Mais il ne s’agit pas là d’une nouvelle troïka. C’est une plateforme de programme à laquelle tous peuvent adhérer. Nous allons d’ailleurs sous peu être rejoints par des groupes parlementaires de la famille moderniste. Nous avons une bonne assise parlementaire sans que personne n’impose de diktats. Avec un Parlement aussi morcelé, il n’y a pas de place pour le dogmatisme.

C’est-à-dire ?

Nous étions le deuxième parti aux législatives, mais le président Saïed a fait fi des règles du régime parlementaire et a préféré nous écarter au profit de personnes sans assise parlementaire. Nous avons accepté la situation pour préserver la stabilité du pays.

Mais il se trouve que le choix de Hichem Mechichi est un bon choix, d’autant qu’il semble avoir pris ses distances avec Carthage. Nous avons donné l’impulsion nécessaire pour que l’exécutif passe et éviter ainsi des scénarios à risque. Tout est finalement une question de dynamique : l’essentiel n’est pas tant d’avoir un nombre élevé de députés que de nouer les bonnes alliances.

Qalb Tounes n’est pourtant pas au gouvernement…

Nous n’avons pas demandé à l’être, nous n’avons pas besoin de sièges gouvernementaux. Il suffit que l’exécutif inscrive à son programme la lutte contre la pauvreté et la libéralisation de l’économie pour qu’il obtienne notre soutien.

Avec l’actuelle loi électorale, si le premier parti ne travaille pas avec le second, il n’y a pas de stabilité. C’est ce qui a été démontré avec l’exécutif de Fakhfakh, qui a ignoré les poids parlementaires, ce dont se préserve Mechichi en restant ouvert au dialogue. L’alliance avec Ennahdha est stratégique.

La libéralisation de l’économie est-elle une condition de sortie de crise ?

La priorité est d’abord que les plus démunis soient intégrés à la société et que la paupérisation de la classe moyenne soit freinée. La libéralisation suivra pour relancer l’investissement. Faute de quoi il sera impossible, avec un État en faillite, d’aider les pauvres.
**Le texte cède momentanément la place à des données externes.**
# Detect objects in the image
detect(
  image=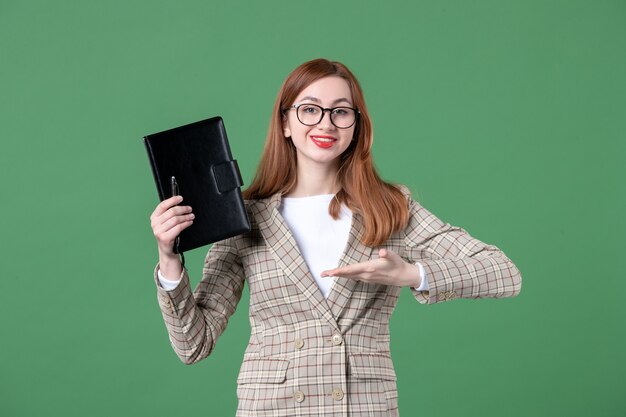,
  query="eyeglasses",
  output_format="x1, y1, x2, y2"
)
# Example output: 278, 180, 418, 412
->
287, 103, 359, 129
Aujourd’hui, seul le secteur privé peut sauver le pays et en finir avec le populisme qui jette la suspicion sur les nantis

Aujourd’hui, seul le secteur privé peut sauver le pays et en finir avec le populisme qui jette la suspicion sur les nantis. La haine et la lutte entre classes sociales n’ont pas lieu d’être. Le premier pas est l’adoption d’une loi de sauvetage de l’économie qui proposera la libéralisation de différents secteurs, assortie d’une amnistie fiscale, une amnistie de change et douanière. La Tunisie ne peut continuer avec des textes sur le change totalement obsolètes et couper ses citoyens des nouveaux modes de paiement.

L’autre point sur lequel il faut revenir est l’interdiction faite aux étrangers de posséder un bien. Une absurdité ! Comme le disait Cheikh Zayed [Zayed Ben Sultan Al Nahyane], des Émirats arabes unis, « je n’ai jamais vu un étranger repartir avec un appartement sur le dos ». En changeant ces dispositions, on relancera l’immobilier et le tourisme. Il faut également arrêter de criminaliser l’économie parallèle et contribuer à l’intégrer à l’économie.
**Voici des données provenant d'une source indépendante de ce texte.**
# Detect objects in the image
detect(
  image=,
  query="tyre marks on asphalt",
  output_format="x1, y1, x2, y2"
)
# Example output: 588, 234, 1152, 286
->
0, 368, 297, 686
Le marché tunisien est envahi par des produits venus de l’étranger. Faut-il en interdire certains ?

C’est une question de compétitivité. À nous de faire en sorte que les produits locaux soient attractifs. Il faut lever les blocages : nous pourrions ainsi mettre à profit l’opportunité économique que représente la Libye.

Les syndicats risquent de s’opposer à cette politique.

Il faut traiter les dossiers au cas par cas pour les entreprises publiques. Le reste fera l’objet de discussions. Les syndicats ne sont pas obtus et sont surtout patriotes : ils ne peuvent nier les chiffres et veulent aussi trouver des solutions de sortie de crise.

Il faut aussi tenir compte d’un paysage politique en pleine recomposition avec la déconfiture de partis comme Ettayar, Echaab, et surtout Tahya Tounes. Ce parti factice qui se considérait comme parti de l’État n’avait que l’opportunisme pour programme. Et les slogans anticorruption ont fait long feu avec Elyes Fakhfakh. Cette législature ne sera donc pas politique, mais bel et bien sociale et économique, d’où la priorité donnée à la lutte contre la pauvreté et à l’amélioration du pouvoir d’achat.